Having standard plugins to handle

- ISO-8859-1 to UTF-8 conversion
- Stripping non UTF-8 characters

would be handy.

Support from Acquia helps fund testing for Drupal Acquia logo

Comments

mpdonadio’s picture

Status: Active » Needs review
FileSize
1.83 KB

The attached patch creates two simple plugins.

utf8_encode simply calls utf8_encode() on the data to convert ISO-8859-1 to UTF-8.

strip_non_utf8 will do a preg_replace using a regex based on the one from http://stackoverflow.com/a/1401716 to remove non-UTF8 characters.

Tests will follow when I get a chance to write them.

mpdonadio’s picture

Added tests. Would appreciate a second set of eyes on the test sequences.

Status: Needs review » Needs work

The last submitted patch, 2: feeds_tamper-utf8-2263119-02.patch, failed testing.

mpdonadio’s picture

Status: Needs work » Needs review
FileSize
3.19 KB

Well that was embarrassing.

twistor’s picture

Status: Needs review » Needs work
  1. +++ b/plugins/utf8_encode.inc
    @@ -0,0 +1,26 @@
    +  $field = drupal_convert_to_utf8($field, 'ISO-8859-1');
    

    We should give an option to select the source encoding.

  2. +++ b/tests/feeds_tamper_plugins.test
    @@ -1020,3 +1020,43 @@ class FeedsTamperUniqueTestCase extends FeedsTamperUnitTestCase {
    + * Tests for utf8_estrip_non_utf8ncode.inc
    

    What's dat?

Tests! Sweet! We really should provide either a select list, or a textfield for the encoding method. This looks good.

mpdonadio’s picture

Assigned: Unassigned » mpdonadio

1. What encoding should be there? As the world has mostly converted to UTF8, and the backend will vary on what is installed on the server, I'm not sure what a list should be? ISO-8859-1, Windows 1251 and 1252, and MacRoman should cover most old documents, and maybe the other three UTF variants? Coming up with test sequences may be tough.

2. Is the effects of presbyopia on a developer :)

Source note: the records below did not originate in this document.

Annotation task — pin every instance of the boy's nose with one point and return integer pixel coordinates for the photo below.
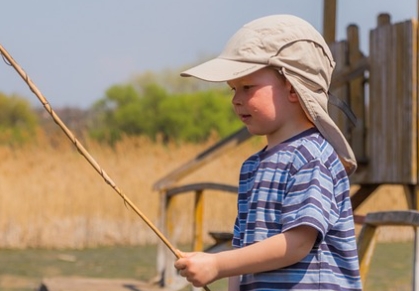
(236, 99)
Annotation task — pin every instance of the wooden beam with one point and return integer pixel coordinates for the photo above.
(329, 20)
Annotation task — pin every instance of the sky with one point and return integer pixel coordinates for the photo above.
(75, 50)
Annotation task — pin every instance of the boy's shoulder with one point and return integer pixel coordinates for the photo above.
(303, 149)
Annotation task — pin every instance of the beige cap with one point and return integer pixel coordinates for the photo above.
(300, 52)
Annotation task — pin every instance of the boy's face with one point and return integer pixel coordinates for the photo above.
(267, 104)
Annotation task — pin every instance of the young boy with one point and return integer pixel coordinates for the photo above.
(294, 228)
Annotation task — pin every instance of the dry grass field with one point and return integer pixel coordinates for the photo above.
(50, 197)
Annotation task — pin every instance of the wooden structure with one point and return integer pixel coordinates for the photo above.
(382, 90)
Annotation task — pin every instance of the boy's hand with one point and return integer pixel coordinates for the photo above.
(198, 268)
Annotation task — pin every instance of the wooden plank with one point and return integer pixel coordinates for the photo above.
(366, 245)
(198, 243)
(392, 143)
(357, 95)
(339, 51)
(95, 284)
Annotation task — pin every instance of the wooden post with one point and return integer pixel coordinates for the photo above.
(329, 20)
(356, 98)
(198, 221)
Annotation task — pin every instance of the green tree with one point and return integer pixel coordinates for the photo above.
(146, 108)
(18, 122)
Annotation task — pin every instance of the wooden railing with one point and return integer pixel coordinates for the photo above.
(198, 209)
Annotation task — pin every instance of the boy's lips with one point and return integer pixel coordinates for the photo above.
(244, 117)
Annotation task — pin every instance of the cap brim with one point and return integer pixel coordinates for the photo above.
(221, 70)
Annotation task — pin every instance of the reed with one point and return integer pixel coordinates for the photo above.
(50, 197)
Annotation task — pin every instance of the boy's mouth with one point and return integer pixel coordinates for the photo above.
(244, 117)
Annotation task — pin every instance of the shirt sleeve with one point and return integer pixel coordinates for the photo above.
(309, 199)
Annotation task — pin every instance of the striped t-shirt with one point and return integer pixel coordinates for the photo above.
(299, 182)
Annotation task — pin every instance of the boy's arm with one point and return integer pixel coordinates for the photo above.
(272, 253)
(233, 283)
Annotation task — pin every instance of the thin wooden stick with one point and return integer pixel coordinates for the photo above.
(84, 152)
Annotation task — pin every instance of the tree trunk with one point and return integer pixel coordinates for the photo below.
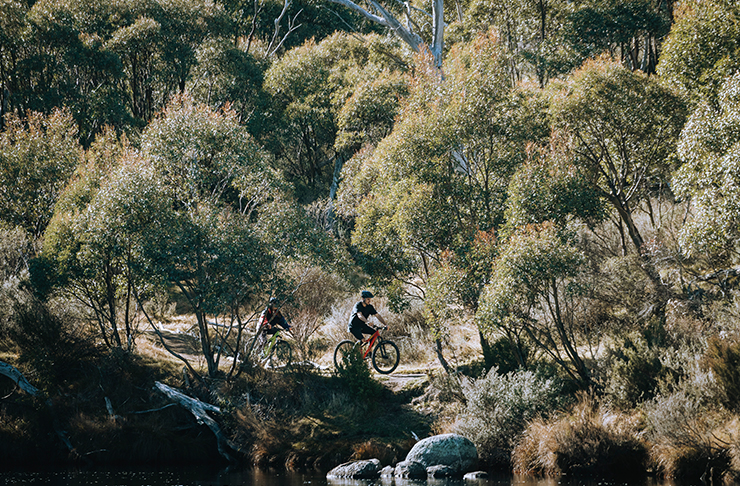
(199, 410)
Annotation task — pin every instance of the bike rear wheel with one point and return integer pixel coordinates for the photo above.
(282, 355)
(341, 353)
(386, 357)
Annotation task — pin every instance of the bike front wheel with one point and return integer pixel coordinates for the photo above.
(342, 352)
(386, 357)
(282, 355)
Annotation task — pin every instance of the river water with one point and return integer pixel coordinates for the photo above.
(254, 477)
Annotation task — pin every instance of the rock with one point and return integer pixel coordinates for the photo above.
(410, 470)
(452, 450)
(369, 469)
(476, 475)
(437, 472)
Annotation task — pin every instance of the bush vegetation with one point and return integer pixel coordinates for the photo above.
(499, 406)
(543, 208)
(588, 440)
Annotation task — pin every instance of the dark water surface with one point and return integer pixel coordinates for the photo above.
(253, 477)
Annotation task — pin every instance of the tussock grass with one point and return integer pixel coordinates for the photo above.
(691, 440)
(590, 440)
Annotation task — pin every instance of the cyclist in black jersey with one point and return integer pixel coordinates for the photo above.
(357, 325)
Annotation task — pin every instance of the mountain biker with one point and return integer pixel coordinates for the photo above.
(357, 325)
(268, 322)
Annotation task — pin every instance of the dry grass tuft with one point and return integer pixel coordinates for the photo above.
(589, 441)
(690, 441)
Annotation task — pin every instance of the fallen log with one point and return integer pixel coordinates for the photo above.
(14, 374)
(199, 410)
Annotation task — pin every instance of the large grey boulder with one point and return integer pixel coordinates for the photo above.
(387, 472)
(475, 476)
(369, 469)
(410, 470)
(452, 450)
(439, 472)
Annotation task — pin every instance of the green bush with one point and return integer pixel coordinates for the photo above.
(589, 441)
(723, 358)
(51, 341)
(634, 374)
(499, 406)
(355, 372)
(687, 438)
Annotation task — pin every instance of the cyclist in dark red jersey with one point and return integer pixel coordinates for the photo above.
(268, 322)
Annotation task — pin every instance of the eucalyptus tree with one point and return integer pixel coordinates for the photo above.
(37, 157)
(535, 292)
(414, 29)
(436, 187)
(531, 31)
(85, 255)
(701, 49)
(631, 30)
(113, 62)
(709, 149)
(308, 86)
(622, 127)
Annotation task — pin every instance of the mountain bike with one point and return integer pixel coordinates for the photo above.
(277, 352)
(383, 353)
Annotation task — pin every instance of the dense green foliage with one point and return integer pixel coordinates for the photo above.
(555, 188)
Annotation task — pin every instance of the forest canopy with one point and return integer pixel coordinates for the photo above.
(555, 180)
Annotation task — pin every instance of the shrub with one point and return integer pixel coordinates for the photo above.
(354, 370)
(589, 441)
(687, 438)
(51, 341)
(723, 358)
(499, 407)
(634, 374)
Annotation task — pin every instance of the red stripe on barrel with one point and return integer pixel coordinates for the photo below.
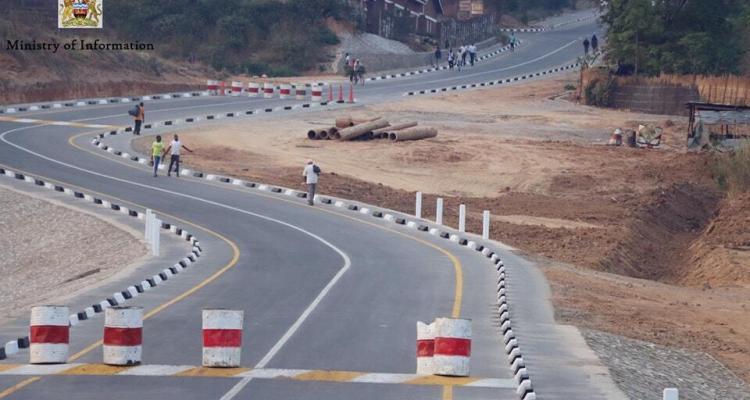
(123, 336)
(453, 347)
(53, 334)
(425, 348)
(222, 337)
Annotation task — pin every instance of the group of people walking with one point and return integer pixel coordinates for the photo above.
(310, 173)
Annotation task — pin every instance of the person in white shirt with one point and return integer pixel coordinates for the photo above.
(310, 173)
(174, 151)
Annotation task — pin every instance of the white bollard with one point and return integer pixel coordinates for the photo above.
(462, 218)
(236, 88)
(285, 90)
(486, 225)
(425, 348)
(123, 335)
(49, 335)
(222, 337)
(155, 236)
(268, 90)
(418, 206)
(439, 211)
(452, 346)
(253, 89)
(316, 94)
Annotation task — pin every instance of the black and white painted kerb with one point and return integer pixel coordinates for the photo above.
(521, 374)
(118, 298)
(101, 101)
(498, 82)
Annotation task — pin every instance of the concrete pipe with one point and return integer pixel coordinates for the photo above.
(123, 335)
(394, 128)
(361, 129)
(412, 134)
(222, 338)
(49, 334)
(452, 346)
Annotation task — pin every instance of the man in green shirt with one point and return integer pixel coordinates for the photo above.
(157, 150)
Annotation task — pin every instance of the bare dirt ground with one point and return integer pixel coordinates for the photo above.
(635, 242)
(49, 250)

I'll update this week and resubmit.

mpdonadio’s picture

Followup #1. In my experience, the people who are using Feeds to do imports are typically not developers, and don't really know much about encoding problems. I don't think that a textfield would be beneficial here, as they wouldn't know what to put. A few choices in a dropdown would allow them try a few things when they get the dreaded SQL error during an import.

twistor’s picture

It is difficult, but I can see the next issue being, "Add support for arbitrary encoding."

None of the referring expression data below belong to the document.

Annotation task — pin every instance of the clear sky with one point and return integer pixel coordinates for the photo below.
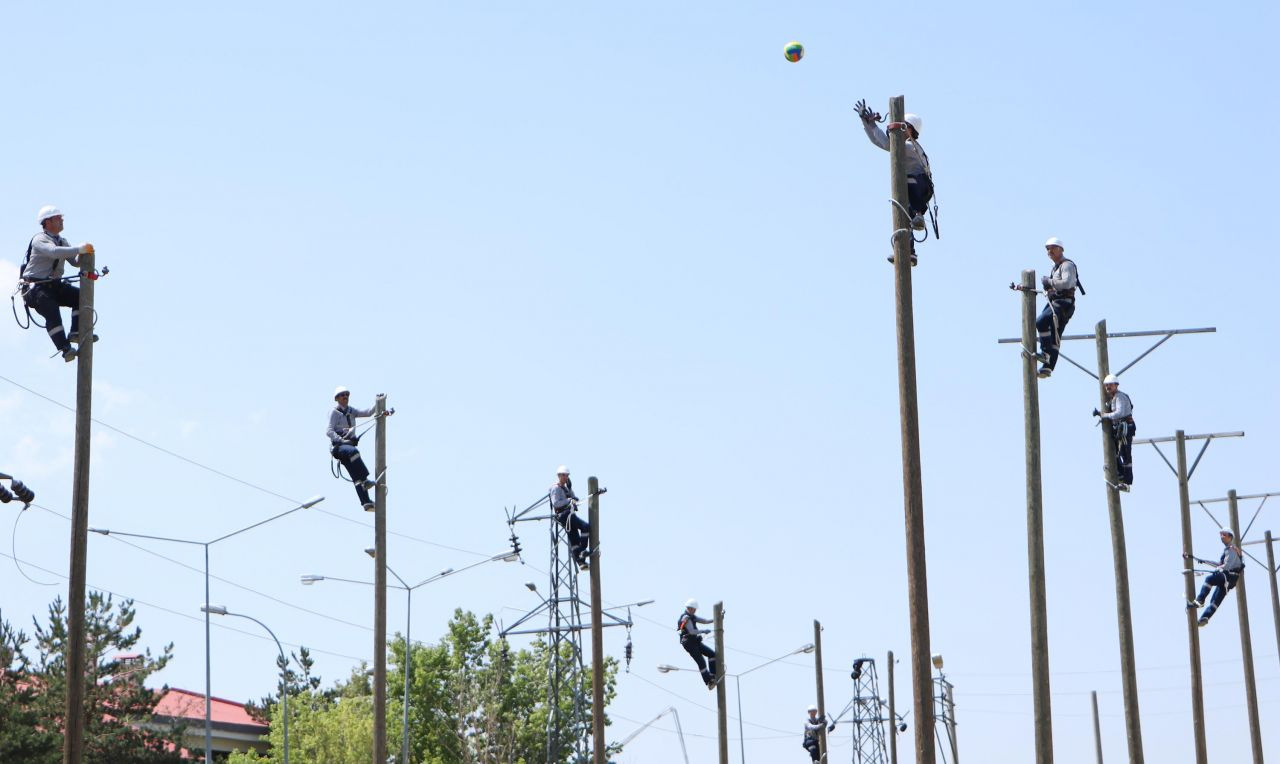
(632, 238)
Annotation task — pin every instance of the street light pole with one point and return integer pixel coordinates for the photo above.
(284, 667)
(209, 682)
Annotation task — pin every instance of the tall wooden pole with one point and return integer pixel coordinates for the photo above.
(593, 513)
(913, 492)
(822, 698)
(1042, 712)
(1124, 613)
(73, 742)
(1275, 594)
(721, 695)
(380, 585)
(1184, 504)
(1242, 608)
(892, 714)
(1097, 727)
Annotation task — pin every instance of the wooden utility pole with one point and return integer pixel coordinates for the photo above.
(1042, 712)
(1184, 502)
(913, 492)
(1242, 604)
(822, 698)
(1124, 613)
(721, 695)
(892, 714)
(73, 742)
(593, 513)
(1097, 727)
(380, 585)
(1275, 595)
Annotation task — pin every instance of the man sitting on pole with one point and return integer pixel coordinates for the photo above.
(691, 640)
(1228, 571)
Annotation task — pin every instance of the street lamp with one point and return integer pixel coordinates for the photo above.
(284, 667)
(737, 686)
(408, 607)
(209, 682)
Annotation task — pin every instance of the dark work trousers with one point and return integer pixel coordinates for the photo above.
(919, 191)
(46, 300)
(1221, 584)
(1063, 310)
(1123, 433)
(577, 530)
(698, 650)
(350, 458)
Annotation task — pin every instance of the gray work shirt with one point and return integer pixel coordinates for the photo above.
(917, 163)
(1119, 407)
(561, 497)
(342, 422)
(48, 254)
(1063, 277)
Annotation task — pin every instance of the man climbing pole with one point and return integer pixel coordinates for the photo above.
(691, 640)
(1119, 413)
(344, 439)
(1228, 571)
(919, 177)
(42, 286)
(1060, 287)
(565, 506)
(812, 731)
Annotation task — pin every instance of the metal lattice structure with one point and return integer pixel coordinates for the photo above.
(869, 714)
(568, 686)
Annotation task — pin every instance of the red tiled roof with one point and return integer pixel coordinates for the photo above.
(186, 704)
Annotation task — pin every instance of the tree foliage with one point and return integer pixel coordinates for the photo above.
(118, 721)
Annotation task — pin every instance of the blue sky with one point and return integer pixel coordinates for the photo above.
(638, 241)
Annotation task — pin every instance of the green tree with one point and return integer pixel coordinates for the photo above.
(118, 719)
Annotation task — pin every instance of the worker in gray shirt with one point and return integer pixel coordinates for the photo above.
(1119, 415)
(565, 506)
(919, 178)
(344, 439)
(1226, 573)
(1060, 287)
(42, 286)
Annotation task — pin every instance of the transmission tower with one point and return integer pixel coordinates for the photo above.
(568, 682)
(868, 714)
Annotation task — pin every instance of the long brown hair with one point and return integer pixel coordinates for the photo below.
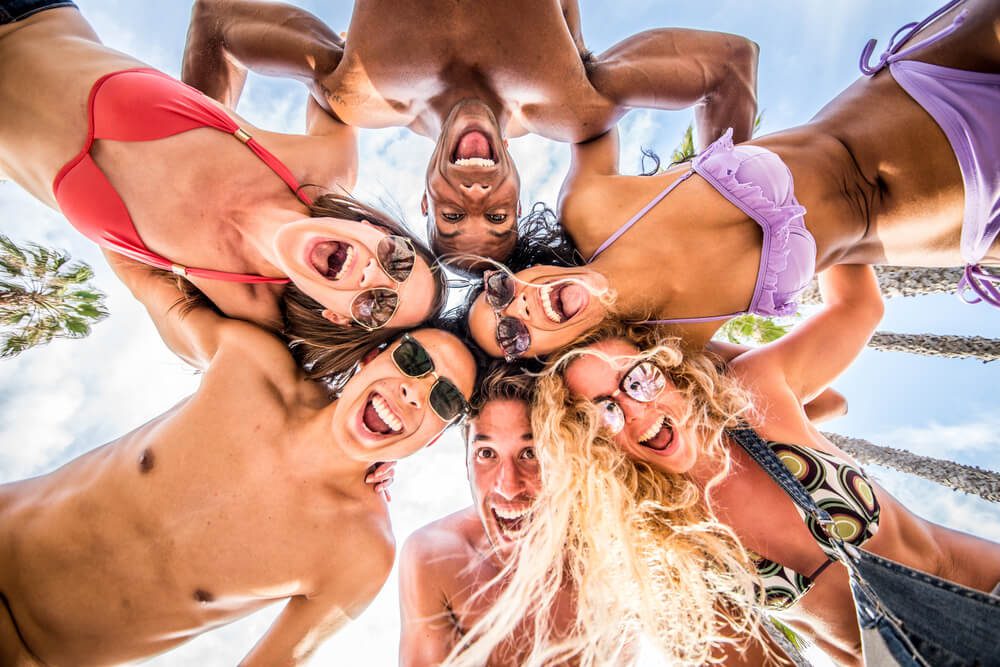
(329, 351)
(323, 349)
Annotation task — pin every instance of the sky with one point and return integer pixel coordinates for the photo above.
(62, 400)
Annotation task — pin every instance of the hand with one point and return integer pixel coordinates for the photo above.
(381, 475)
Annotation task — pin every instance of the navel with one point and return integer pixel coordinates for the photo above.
(203, 596)
(146, 461)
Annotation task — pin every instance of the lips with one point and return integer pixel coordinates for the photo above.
(332, 259)
(473, 150)
(511, 521)
(562, 300)
(378, 417)
(659, 436)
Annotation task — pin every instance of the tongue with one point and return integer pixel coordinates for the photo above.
(572, 299)
(473, 144)
(373, 422)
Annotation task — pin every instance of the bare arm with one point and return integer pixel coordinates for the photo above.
(227, 37)
(674, 68)
(810, 357)
(192, 334)
(427, 633)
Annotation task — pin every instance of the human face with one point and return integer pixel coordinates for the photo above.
(384, 414)
(503, 470)
(334, 260)
(472, 188)
(556, 304)
(652, 431)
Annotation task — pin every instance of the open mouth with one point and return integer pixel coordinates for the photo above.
(473, 150)
(332, 259)
(658, 436)
(378, 417)
(562, 300)
(511, 522)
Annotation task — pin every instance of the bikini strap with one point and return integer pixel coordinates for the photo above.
(984, 283)
(890, 55)
(638, 216)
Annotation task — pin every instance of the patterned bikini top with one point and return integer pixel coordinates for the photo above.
(837, 487)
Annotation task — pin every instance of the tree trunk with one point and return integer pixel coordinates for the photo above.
(903, 281)
(965, 478)
(937, 345)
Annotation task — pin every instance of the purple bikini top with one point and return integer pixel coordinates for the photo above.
(757, 182)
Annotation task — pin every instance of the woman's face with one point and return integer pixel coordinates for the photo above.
(332, 260)
(651, 430)
(555, 303)
(384, 414)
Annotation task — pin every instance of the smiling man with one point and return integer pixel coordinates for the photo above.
(470, 75)
(250, 492)
(446, 563)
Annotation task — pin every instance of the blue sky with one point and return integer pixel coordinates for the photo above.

I think we could do both options though. Provide a select list of common encodings, and provide a text field. Label the textfield as "Advanced" or something. We could even do some select-or-other type stuff with states if you wanted to get fancy, but it's not a priority.

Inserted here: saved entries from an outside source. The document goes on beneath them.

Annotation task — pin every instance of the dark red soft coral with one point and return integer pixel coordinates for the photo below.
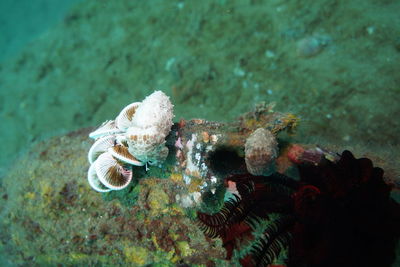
(347, 218)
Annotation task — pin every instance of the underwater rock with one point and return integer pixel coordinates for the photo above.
(261, 149)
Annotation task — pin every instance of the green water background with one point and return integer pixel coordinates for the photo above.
(333, 63)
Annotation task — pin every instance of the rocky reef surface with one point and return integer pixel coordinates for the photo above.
(50, 215)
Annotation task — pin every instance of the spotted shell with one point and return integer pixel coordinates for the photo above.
(121, 153)
(107, 128)
(94, 181)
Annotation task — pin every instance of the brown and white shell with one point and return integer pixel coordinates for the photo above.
(121, 153)
(261, 150)
(100, 146)
(107, 128)
(94, 181)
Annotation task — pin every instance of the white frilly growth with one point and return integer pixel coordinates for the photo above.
(136, 137)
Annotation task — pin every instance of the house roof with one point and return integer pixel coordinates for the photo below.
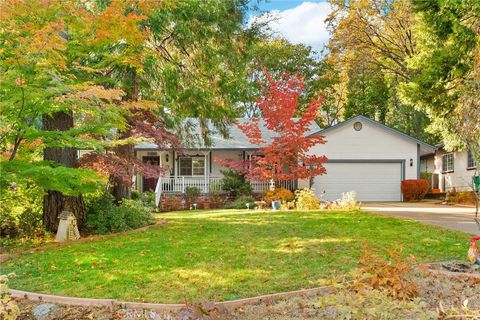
(425, 147)
(235, 141)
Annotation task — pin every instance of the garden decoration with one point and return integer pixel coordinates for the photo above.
(473, 253)
(476, 183)
(276, 204)
(67, 228)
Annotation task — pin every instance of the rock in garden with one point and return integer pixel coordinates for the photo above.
(43, 310)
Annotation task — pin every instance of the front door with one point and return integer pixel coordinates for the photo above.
(149, 184)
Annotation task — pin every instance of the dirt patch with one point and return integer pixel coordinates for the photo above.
(436, 293)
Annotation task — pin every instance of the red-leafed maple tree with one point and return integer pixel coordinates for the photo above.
(284, 156)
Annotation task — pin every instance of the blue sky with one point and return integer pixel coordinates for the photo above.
(282, 4)
(299, 21)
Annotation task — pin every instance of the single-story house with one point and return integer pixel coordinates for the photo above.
(449, 170)
(364, 156)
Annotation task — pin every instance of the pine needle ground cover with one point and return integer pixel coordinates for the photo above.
(226, 254)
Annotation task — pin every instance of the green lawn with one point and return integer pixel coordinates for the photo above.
(225, 255)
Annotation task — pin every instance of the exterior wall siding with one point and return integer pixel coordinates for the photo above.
(460, 178)
(370, 143)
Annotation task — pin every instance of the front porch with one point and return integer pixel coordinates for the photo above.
(178, 185)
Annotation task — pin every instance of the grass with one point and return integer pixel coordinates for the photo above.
(228, 254)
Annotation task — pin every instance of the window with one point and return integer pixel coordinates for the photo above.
(471, 163)
(192, 166)
(447, 162)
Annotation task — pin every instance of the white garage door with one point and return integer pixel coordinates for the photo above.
(371, 181)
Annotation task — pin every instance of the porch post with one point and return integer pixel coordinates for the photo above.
(174, 162)
(205, 172)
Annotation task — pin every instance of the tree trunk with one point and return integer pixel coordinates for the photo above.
(120, 189)
(55, 202)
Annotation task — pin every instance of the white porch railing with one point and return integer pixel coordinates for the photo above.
(208, 184)
(260, 186)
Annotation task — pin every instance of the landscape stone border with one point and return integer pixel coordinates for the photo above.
(7, 256)
(229, 305)
(166, 307)
(451, 274)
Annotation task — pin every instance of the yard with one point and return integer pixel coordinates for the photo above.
(227, 254)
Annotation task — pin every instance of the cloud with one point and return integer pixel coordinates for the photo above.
(304, 23)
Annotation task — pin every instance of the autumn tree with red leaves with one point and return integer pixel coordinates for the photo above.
(284, 156)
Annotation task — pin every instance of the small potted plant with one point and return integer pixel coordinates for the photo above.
(277, 195)
(192, 194)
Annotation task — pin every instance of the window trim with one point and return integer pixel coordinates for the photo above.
(470, 155)
(453, 162)
(192, 175)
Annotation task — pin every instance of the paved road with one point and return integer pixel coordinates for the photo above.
(431, 212)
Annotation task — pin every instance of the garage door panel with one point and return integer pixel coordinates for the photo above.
(371, 181)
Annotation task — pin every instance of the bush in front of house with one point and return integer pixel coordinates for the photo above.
(282, 194)
(414, 189)
(20, 211)
(103, 216)
(306, 199)
(347, 202)
(241, 203)
(235, 184)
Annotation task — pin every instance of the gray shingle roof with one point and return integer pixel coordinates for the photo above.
(236, 139)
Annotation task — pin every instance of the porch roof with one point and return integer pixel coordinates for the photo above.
(236, 139)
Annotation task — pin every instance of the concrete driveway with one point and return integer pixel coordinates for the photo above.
(430, 212)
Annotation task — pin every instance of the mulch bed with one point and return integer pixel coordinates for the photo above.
(436, 291)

Anyone who has the need for this will have already had things exploding on them, so we should be as gentle and helpful as possible.

justindodge’s picture

This is mostly a duplicate of #1817516: Feeds Tamper plugin for converting charset, (which does offer a select list to choose the source encoding, but does not have an open text field). There's some unit tests here also which is cool and the other issue is missing - mpdonadio maybe you could help out by writing some tests for the issue referenced above (we'd need a few more since there is more than just ISO-8859-1 supported).

This issue does include a plugin for 'Stripping non UTF-8 characters', so maybe we could trim this issue down to just being about that?